Initiatives to widen access to top universities are failing

19 May 10
Young people from poor backgrounds are still failing to get places at top universities despite millions of pounds spent on efforts to widen participation, according to a report out today
By Lucy Phillips

19 May 2010

Young people from poor backgrounds are still failing to get places at top universities despite millions of pounds spent on efforts to widen participation, according to a report out today.

The Office for Fair Access found that while many more people from disadvantaged backgrounds have been in higher education as a whole since the mid-1990s, there had been no increase in the proportion attending the top third of universities.   

The most advantaged 20% of young people are now around seven times more likely than the most disadvantaged 40% to attend selective institutions such as Oxford and Cambridge.

Report author and director of fair access Sir Martin Harris said it was ‘both socially unacceptable and economically wasteful’ that so few people from poor backgrounds went to the best universities.  
 
But he said the situation would be much worse if universities had not been making attempts to address the problem. He called on the top institutions to re-examine their outreach activities, for which they are given additional government funding, to ensure they were targeted at the most able and disadvantaged students.

The new universities and science minister David Willetts said the report was ‘very valuable’ and that the government was committed to improving wider participation.

Universities UK, which represents university vice chancellors, said bright students from poor backgrounds were often not given the support or encouragement to go on to higher education.   ‘Universities make strenuous efforts to seek out potential by looking at a number of factors when selecting students, but, as we have said before, they cannot admit people who are not applying,’ said UUK president professor Steve Smith.

Harris also warned that efforts to widen university access could be compromised if student tuition fees were raised and top universities did not take appropriate action to support poorer young people. He urged Lord Browne to consider this in his review of higher education funding and student finance. ‘The goal of fair access is too important for the opportunity to be missed at this crucial time,’ said Harris.

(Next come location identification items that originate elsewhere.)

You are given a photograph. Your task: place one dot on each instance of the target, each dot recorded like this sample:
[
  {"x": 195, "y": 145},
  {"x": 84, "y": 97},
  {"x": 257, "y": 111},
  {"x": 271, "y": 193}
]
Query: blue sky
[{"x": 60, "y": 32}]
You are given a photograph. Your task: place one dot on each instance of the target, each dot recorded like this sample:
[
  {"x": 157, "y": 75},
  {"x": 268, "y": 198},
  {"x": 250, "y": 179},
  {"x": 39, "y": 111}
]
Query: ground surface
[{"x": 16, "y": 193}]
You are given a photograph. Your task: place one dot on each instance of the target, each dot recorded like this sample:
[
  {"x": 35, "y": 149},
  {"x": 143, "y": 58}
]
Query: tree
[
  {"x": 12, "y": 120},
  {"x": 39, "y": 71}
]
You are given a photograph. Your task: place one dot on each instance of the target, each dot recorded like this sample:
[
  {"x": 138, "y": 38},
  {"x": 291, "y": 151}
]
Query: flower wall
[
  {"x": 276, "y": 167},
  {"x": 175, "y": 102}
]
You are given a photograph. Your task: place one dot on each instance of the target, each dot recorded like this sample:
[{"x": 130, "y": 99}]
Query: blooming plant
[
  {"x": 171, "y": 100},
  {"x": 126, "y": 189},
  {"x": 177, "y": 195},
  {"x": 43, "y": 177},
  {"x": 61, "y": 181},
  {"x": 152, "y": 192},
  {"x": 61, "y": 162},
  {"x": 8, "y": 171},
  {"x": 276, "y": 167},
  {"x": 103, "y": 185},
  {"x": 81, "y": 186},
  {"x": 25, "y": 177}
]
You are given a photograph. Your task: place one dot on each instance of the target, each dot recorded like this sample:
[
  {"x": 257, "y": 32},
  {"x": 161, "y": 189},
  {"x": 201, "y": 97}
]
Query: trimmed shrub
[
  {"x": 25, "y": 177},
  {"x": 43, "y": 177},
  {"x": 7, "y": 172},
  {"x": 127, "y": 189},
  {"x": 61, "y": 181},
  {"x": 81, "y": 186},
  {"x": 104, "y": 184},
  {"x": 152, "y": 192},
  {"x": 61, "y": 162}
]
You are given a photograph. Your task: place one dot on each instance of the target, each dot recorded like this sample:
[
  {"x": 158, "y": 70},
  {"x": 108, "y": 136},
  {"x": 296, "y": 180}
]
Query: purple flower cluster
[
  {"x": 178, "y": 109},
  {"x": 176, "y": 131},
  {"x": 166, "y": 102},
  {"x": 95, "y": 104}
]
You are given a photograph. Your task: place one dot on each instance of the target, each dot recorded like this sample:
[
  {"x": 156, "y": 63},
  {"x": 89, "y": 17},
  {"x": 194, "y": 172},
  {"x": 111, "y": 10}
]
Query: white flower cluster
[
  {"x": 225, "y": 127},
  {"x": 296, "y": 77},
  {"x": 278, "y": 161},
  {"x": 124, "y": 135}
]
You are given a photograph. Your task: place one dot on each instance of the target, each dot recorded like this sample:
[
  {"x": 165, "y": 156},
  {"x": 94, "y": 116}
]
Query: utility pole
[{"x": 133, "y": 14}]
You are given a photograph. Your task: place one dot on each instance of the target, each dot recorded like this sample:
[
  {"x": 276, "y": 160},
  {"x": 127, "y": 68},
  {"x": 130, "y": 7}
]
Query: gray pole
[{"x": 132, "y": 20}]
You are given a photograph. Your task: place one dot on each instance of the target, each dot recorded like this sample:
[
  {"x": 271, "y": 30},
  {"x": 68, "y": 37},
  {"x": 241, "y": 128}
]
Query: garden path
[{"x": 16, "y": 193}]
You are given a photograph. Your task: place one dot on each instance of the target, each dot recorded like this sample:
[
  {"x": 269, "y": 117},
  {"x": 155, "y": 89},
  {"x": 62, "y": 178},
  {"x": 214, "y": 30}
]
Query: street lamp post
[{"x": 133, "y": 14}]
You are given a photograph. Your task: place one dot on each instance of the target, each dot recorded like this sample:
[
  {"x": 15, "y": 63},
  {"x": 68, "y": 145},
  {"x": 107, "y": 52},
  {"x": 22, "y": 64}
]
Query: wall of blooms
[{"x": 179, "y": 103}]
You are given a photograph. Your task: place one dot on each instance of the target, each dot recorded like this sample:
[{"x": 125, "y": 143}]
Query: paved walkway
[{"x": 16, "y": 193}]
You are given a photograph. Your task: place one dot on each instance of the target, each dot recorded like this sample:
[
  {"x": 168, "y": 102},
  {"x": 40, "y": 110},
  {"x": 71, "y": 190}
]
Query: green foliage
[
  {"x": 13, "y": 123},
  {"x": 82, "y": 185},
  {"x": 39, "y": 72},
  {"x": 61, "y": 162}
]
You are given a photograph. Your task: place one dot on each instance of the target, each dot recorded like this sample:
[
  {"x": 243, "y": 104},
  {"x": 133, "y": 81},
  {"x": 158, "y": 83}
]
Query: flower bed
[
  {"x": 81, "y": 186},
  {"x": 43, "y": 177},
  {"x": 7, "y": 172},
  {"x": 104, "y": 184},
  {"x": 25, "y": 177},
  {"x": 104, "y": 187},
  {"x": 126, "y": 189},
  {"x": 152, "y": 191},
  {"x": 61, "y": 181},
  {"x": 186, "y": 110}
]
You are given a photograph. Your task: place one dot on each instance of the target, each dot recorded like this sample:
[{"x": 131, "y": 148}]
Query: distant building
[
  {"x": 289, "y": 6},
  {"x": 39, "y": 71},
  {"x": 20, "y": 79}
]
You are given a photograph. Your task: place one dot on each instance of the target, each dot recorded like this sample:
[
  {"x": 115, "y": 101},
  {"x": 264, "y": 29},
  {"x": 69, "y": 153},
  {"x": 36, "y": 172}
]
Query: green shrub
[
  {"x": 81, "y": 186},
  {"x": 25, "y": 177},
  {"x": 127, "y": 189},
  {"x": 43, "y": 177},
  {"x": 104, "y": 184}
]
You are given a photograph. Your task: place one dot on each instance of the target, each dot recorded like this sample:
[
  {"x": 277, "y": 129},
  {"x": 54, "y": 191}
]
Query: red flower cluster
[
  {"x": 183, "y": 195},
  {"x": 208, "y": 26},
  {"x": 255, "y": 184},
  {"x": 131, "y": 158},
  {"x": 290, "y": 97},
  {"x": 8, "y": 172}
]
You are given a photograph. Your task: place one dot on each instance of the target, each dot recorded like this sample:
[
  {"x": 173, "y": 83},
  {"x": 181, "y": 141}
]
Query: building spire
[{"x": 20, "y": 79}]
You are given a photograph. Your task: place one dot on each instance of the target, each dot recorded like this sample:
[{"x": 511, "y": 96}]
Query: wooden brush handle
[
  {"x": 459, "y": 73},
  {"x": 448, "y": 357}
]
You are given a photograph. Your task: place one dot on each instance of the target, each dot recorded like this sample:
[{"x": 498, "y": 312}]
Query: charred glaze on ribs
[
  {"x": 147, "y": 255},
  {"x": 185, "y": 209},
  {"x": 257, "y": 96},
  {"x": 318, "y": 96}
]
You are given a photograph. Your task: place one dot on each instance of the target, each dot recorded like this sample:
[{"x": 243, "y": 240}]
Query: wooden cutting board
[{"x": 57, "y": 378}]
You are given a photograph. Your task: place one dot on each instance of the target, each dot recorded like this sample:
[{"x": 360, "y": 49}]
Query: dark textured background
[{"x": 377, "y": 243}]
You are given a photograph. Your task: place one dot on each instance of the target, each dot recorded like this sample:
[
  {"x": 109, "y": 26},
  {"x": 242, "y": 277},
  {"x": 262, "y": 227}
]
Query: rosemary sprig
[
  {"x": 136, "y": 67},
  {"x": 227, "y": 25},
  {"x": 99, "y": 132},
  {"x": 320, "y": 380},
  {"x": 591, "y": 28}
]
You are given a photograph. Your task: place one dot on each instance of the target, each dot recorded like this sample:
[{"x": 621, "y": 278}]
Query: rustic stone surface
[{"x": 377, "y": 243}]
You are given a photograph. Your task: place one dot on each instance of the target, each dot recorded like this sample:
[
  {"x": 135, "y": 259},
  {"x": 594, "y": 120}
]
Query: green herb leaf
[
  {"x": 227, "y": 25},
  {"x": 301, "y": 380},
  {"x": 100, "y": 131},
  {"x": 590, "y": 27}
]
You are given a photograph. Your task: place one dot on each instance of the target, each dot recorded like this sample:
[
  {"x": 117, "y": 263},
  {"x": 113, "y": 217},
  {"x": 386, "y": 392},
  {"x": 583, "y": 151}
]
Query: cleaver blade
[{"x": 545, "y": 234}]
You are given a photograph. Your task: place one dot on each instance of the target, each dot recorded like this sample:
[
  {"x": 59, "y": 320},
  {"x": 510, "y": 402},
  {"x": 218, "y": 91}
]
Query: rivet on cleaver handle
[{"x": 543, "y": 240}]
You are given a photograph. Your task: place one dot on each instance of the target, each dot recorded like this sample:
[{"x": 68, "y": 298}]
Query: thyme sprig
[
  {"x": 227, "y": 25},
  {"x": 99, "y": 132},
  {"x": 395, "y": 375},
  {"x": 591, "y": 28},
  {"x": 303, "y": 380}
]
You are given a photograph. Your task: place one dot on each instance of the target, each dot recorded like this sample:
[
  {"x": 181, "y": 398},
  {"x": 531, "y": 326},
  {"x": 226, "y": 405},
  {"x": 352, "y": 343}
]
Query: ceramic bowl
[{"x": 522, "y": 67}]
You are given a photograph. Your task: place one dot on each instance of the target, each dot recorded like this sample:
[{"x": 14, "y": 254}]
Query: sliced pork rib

Browne’s review, commissioned by the former Labour government with support from the Conservatives but not the Liberal Democrats, is due to be published in the autumn.

The Universities and Colleges Union, which welcomed the Offa report, also warned against increasing student fees. ‘The bottom line is that if you introduce higher prices for degrees you will have a situation where the richest students pick whatever course they like – with the rest left to fight it out for anything within budget or be put off completely,’ said general secretary Sally Hunt.

There will be a below-inflation rise of 1.25% next year for widening participation initiatives, despite £950m of government cuts to university funding. This will take the total funding to support students from under-represented groups to £144m.